Evaluation of candidate reference genes for RT‐qPCR analysis during developmental stages in striped murrel ( Channa striata )

Abstract

Real-time quantitative PCR (RT-qPCR) is the most advanced and commonly used method for quantification of gene expression levels because of its high sensitivity, specificity and accuracy. The analytical capability of RT-qPCR, on the other hand, is dependent on precise normalization by using the most stable reference genes. The present study was undertaken to find the best-suited reference gene for normalization of qPCR data for ontogenetic studies of striped murrel. Four commonly used and constitutively expressed genes, namely beta-actin (β-actin), glyceraldehyde-3-phosphate dehydrogenase (GAPDH), elongation factor 1-alpha (EF1α) and 18 S ribosomal protein (18 S RNA) were screened and evaluated for their expression stability in developing larvae from 1 to 35 days post hatch (dph).
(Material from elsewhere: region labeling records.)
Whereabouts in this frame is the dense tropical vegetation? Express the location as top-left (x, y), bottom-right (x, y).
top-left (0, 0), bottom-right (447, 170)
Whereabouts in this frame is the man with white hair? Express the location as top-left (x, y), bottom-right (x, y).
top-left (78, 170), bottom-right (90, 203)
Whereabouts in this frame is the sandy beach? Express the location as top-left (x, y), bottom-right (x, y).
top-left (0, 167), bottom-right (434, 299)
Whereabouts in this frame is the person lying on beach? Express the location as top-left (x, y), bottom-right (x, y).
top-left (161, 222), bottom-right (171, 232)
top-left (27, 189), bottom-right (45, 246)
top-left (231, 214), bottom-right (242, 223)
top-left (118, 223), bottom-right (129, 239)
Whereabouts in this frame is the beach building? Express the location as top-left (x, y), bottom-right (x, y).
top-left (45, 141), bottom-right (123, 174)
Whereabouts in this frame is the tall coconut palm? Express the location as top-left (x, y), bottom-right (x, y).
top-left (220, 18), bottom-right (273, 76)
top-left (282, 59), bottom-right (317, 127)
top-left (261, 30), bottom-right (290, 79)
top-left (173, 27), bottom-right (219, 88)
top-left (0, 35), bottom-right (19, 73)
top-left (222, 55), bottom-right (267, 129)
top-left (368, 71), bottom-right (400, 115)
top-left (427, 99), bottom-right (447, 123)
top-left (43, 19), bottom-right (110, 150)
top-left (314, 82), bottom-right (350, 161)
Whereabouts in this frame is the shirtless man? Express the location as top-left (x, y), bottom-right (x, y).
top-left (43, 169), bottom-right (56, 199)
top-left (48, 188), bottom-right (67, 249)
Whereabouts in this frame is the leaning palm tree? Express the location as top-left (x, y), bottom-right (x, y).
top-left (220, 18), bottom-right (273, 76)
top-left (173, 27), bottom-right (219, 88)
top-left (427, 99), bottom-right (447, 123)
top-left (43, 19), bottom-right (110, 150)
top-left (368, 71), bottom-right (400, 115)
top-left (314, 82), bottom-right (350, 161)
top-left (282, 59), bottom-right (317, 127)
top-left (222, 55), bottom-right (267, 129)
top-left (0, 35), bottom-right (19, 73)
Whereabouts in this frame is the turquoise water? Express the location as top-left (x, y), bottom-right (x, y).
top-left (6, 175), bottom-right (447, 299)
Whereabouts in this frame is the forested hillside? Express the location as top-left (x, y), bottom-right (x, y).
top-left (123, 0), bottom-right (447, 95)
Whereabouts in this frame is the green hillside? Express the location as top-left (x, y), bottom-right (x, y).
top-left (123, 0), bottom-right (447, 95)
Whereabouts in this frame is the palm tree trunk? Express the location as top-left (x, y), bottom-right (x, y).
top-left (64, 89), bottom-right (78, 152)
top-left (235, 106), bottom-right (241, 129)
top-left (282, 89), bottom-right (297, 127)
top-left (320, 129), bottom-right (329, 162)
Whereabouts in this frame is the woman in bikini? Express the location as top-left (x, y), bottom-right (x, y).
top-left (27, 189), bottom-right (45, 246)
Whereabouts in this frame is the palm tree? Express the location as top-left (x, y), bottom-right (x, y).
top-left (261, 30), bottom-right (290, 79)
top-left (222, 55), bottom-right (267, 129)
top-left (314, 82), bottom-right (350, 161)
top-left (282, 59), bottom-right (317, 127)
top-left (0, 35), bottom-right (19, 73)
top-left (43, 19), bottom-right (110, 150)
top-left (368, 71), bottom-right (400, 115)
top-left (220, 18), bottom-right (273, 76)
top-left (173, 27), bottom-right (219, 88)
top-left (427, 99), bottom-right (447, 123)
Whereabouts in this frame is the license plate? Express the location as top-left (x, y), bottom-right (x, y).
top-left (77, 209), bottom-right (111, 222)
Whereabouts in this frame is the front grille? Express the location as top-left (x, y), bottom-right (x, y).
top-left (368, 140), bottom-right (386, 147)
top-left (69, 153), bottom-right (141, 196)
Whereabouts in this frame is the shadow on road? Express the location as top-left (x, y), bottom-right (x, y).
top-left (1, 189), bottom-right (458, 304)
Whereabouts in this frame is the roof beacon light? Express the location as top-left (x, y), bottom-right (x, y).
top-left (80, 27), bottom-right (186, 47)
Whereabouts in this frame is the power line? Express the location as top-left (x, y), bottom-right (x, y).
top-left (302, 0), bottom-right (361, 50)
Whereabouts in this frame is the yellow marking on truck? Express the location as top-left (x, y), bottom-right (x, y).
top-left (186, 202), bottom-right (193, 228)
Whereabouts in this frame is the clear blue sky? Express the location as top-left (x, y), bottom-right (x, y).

The stability and suitability of these genes were determined by using four different algorithms; namely, delta Ct, BestKeeper, geNorm and NormFinder. The four algorithms together generated a comprehensive ranking EF1α being the most stable, followed by GAPDH and β-actin as the least stable gene. This is the first report evaluating the most suitable reference gene for mRNA expression studies in C. striata, in the context of ontogenetic development.